Vers une consommation alimentaire plus « digitale »

Le digital transforme déjà les comportements alimentaires des consommateurs et ce, à toutes les étapes de l’acte d’achat. En amont, la recherche et le partage de l’information passent désormais de plus en plus souvent par internet (comparateurs, bases de données, géolocalisation, alimentation connectée). Pendant et après l’achat aussi, le digital est là : click&buy, livraison et évaluation post-achat. « Cette tendance émergente a déjà commencé à s’ancrer dans les habitudes (succès des drives) et pourrait modifier en profondeur notre rapport à l’alimentation. » Le digital facilite la vie des consommateurs en quête de praticité et de temps. Et en 2025 ? Le développement des achats en ligne devrait augmenter par effet de génération. « Au moment où l’essor des pratiques liées au drive semble ralentir et que ce segment arrive à maturité, le développement des usages liés au commerce alimentaire digital pourraient prendre d’autres formes. Celles-ci dépendront également de l’offre proposée par les distributeurs: essaimage de nouveaux points et lieux de collecte de ces achats, (re)développement de la livraison à domicile en centre urbain, mais aussi en milieu rural (face à la disparition de commerces alimentaires). »
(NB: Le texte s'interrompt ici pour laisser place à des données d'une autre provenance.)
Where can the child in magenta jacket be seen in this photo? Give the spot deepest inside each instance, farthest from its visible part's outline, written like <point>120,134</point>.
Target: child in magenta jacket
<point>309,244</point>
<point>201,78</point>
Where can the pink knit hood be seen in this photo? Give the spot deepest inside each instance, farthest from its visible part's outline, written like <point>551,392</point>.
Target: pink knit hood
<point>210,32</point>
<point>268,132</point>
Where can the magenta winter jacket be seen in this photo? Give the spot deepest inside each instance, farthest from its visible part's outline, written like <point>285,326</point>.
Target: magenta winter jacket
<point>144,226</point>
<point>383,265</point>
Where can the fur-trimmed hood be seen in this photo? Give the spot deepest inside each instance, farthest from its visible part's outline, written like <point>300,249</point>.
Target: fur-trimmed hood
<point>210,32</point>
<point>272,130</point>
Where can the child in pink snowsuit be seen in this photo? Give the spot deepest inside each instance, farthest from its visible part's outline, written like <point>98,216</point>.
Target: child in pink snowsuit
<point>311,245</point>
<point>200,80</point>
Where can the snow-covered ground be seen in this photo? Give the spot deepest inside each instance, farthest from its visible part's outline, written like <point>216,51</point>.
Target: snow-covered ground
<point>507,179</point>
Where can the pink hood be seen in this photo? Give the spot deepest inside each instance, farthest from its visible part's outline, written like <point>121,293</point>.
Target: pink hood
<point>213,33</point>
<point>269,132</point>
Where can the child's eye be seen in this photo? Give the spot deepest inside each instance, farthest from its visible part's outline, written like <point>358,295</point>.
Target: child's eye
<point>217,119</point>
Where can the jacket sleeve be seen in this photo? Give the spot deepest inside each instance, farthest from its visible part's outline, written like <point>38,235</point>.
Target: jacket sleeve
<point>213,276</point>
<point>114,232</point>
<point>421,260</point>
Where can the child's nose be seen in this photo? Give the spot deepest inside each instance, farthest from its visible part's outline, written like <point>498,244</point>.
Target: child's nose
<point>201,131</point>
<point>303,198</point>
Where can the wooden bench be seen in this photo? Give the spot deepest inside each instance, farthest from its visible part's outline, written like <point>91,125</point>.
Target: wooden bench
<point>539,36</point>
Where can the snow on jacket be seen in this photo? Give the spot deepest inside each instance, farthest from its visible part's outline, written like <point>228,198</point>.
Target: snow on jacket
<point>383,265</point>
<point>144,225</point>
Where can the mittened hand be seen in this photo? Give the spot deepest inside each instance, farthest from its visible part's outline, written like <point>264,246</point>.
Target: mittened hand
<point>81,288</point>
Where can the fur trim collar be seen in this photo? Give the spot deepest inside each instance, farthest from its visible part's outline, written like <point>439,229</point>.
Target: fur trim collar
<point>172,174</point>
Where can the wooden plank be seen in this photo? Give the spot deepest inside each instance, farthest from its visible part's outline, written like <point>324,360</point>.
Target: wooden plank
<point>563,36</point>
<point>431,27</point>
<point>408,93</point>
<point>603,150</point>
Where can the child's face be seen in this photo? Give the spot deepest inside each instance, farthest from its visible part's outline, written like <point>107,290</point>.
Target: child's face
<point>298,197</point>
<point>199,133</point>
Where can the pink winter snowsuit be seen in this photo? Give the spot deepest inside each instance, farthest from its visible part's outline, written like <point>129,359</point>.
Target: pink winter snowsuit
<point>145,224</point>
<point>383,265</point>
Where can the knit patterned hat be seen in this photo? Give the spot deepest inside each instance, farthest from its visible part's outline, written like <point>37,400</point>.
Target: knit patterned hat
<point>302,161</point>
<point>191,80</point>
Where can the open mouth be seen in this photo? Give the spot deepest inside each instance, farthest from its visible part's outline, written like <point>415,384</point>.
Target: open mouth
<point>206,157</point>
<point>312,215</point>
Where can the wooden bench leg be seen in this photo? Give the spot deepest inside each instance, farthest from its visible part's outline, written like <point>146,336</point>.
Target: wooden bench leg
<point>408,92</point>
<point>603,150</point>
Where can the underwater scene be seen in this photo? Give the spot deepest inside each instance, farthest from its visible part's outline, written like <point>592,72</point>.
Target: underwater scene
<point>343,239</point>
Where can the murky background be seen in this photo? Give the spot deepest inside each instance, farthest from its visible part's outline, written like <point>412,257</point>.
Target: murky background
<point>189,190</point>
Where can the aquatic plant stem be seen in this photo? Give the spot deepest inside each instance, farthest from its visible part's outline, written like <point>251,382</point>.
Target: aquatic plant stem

Les autres tendances fortes mises en lumière par l'étude prospective s'orientent :

  • Vers une consommation moins gaspi : généralisation du Doggy Bag, applis pour la commercialisation en direct des DLC courtes, applis pour la gestion des DLC dans le frigo...
  • Vers une consommation de « prêt-à-manger » : plats préparés, sandwichs, restauration et livraison à domicile…
  • Vers une consommation de proximité : géographique (produits locaux/régionaux) et relationnelle (circuits courts, relation avec le primeur, l’artisan…)
  • Vers une consommation plus transparente : généralisation des étiquetages nutritionnels, et des indications des provenances des produits.